We should be careful about our role models

May 16, 2001

There is a new book out on the market entitled "What is a Man?" I heard some of an interview with the author on an area radio station this morning and I have to admit I can't make up my mind about the whole thing. Of course, I haven't read the book yet, but it will be one that makes it on to my reading list. Not because I agreed with what he had to say in the interview, but primarily because he made me a bit upset with some of his ideas.

I didn't have much problem with his statements that, historically, the defining characteristics of a man had to do with control, discipline, nobility, sacrifice and doing one's duty. I really got bent out of shape when he indicated that everyone needs heroes and sited Tony Soprano as a good modern day hero. Excuse me, but that is like holding up Jack the Ripper, Jesse James, Jeffrey Dalmer and Timothy McVey as role models.

He went on to say that being excessive (drinking, fighting, womanizing and the like) was okay as long as a man did his duty. About that time I turned off the radio and didn't hear the rest of the interview. It could be that he changed his tune. I sure hope so. We don't need Tony Soprano as a hero. There is enough confusion about role models already. The process of working out individual roles is tough enough without throwing a disturbed, violent criminal into the mix.

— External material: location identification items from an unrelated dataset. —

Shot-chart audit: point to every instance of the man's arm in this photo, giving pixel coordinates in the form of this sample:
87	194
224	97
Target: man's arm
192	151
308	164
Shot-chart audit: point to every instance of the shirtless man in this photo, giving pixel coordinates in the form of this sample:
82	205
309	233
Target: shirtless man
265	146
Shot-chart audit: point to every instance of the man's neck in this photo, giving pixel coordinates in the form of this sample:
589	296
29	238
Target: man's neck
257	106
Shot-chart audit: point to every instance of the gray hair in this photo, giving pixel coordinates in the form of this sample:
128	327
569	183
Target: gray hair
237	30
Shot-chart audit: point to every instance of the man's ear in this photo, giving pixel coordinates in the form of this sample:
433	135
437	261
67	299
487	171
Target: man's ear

Oh, I know that kids through the ages have chosen the "bad guys" as heroes in their play. We are drawn to the movies and books that have really great bad guys in them, but generally it is because they also have really great good guys. Bandits, highwaymen, and maybe even Mongol generals have been characters in childhood dramas. That's normal. I believe it is even healthy in play. I am concerned, however, because the book isn't aimed at children. It is aimed at adults.

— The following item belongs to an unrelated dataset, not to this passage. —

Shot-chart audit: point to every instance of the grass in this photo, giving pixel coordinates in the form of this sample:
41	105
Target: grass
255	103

If you spend any time at all watching TV, music videos, or movies, you will find that the major message that seems to be out there right now is one where men are either complete idiots, totally controlled by the whims of women, bosses, the system or life itself, or else they are so completely self-involved they have no empathy with anyone or anything that doesn't meet their needs, physically, emotionally (if they have them), or mentally. Neither is an image that we need to emulate.

I guess I am beginning to feel the chronology of my years. Nothing seems as simple as it did when I was a confused older teen. No problem is as easily solved as when an M-16 or claymore mine was the management tool of choice. No relationship ever seems as smooth as the storminess of John Wayne and Maureen O'Hara. No police officer is Dirty Harry, or Popeye Doyle. No politician is Mr. Smith when he went to Washington, nor is any husband Ozzie Nelson, Ward Cleaver or Jim Anderson.

That may be where the whole problem lies. We have taken caricatures of life and held them up as the norm. We look at celebrities and think that is the way life should be. We judge ourselves against these newsstand images and evaluate life based on the neatly wrapped up conclusions of movies and books. Then, when nothing works quite the way it does in the movies or sit-coms, we either give up, grow jaded or turn cynical.

I think maybe it would be best if we enjoyed these images for the entertainment value, if any, they have and forget about them as role models. It may be too simplistic a way of life, but then the other doesn't seem to really work. For good or for bad, no matter how much I wanted to be like John Wayne, I am just like my dad. The most affective role model any of us have is the generation that walked the path called life just ahead of us. If we need role models and heroes, let's at least pick some real ones. When the next generation walks along looking for examples, I don't want them to think that I thought Tony Soprano was a hero. I am not even sure I want them to think I was.